I wore it all day, will again today, and for many days to come.

Thank you, Phuni. Being wrapped in the love of a friend is magnificent.

Wednesday, 24 October 2007

"This little machine surrounds hate and forces it to surrender"

Seeger Photo by Karl Rabe/The Poughkeepsie Journal, December 5, 2004

My friend Jane rarely makes prescriptions but when we talked last week she gave me an Rx: Go see the Pete Seeger movie, this after I described the time we recently spent with the Dalai Lama. Now, to my knowledge, the Dalai Lama doesn't play the bango and Pete Seeger doesn't wear saffron robes but having seen Pete Seeger: The Power of Song, I understand the connection. Jane's preface to the advice was this:  clear light comes through both men, the power of conviction.

Documentaries of this sort can easily slip into paeans, genuflections to the great. This one doesn't. First, there's the music, the songs so familiar that they evoke sensations like those of your favorite childhood meal or, pushover that I am, tears. Next, there's the example of a person who believes in a way of being in the world and pursues it, not by stepping on people but by simply continuing. And there's the honesty: his wife of forty-million years, Toshi, says: "If only Pete had been chasing women rather then causes,  I could have left him." Anyone with a purpose-driven spouse understands.

Politcally persecuted (HUAC came after Seeger; he was blacklisted; and his career was ruined more than once), Seeger just kept singing. This post's title, "This little machine surrounds hate and forces it surrender," is lettered on Seeger's bango and explains what five strings and a big heart can do.

Children have been his greatest audience, a truth I must have absorbed without realizing it.
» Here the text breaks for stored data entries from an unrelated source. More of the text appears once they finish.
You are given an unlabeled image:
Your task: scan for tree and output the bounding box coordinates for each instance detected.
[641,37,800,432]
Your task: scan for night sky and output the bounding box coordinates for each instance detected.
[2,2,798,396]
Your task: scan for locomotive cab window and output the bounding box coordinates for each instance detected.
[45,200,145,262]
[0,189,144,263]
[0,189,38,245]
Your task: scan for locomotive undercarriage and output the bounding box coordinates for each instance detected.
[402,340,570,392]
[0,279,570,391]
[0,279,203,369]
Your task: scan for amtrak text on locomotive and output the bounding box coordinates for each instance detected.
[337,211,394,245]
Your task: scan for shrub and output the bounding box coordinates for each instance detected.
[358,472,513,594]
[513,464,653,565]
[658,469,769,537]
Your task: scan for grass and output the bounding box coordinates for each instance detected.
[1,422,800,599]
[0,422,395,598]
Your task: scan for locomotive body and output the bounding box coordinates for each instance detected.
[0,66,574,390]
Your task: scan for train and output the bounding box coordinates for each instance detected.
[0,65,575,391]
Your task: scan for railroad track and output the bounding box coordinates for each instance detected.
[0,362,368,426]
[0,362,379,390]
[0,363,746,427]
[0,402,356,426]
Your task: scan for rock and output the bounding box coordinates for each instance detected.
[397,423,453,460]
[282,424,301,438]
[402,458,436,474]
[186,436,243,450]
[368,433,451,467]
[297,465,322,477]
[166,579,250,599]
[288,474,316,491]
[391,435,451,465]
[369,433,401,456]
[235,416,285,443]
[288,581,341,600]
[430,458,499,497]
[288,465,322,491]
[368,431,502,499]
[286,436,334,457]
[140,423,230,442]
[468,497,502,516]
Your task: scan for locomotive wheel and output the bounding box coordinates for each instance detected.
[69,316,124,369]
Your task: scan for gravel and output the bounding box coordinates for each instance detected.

I wrote a scene into a novel where Seeger gives a concert at the summer camp attended by the main character. (Truthfully, I've never heard him in person.)

Watching the film, an image kept recurring: To hire a bus and drive around to the houses of all my friends, load them in, and circle back to the theatre to watch this together. How old-fashioned when I can simply post here, have you click on the trailer and at least get a flavor. Don't miss this film--and don't be surprised if I show up at your door.

Personal note: Just as the singing was to begin at Carolyn Goodman's memorial service, her son David said that Pete Seeger had been planning to attend but was not feeling up to it. I never inquired what the problem was so I cannot report whether he is truly ailing or only had a cold but, at 88, this man has the strength of ten or a hundred.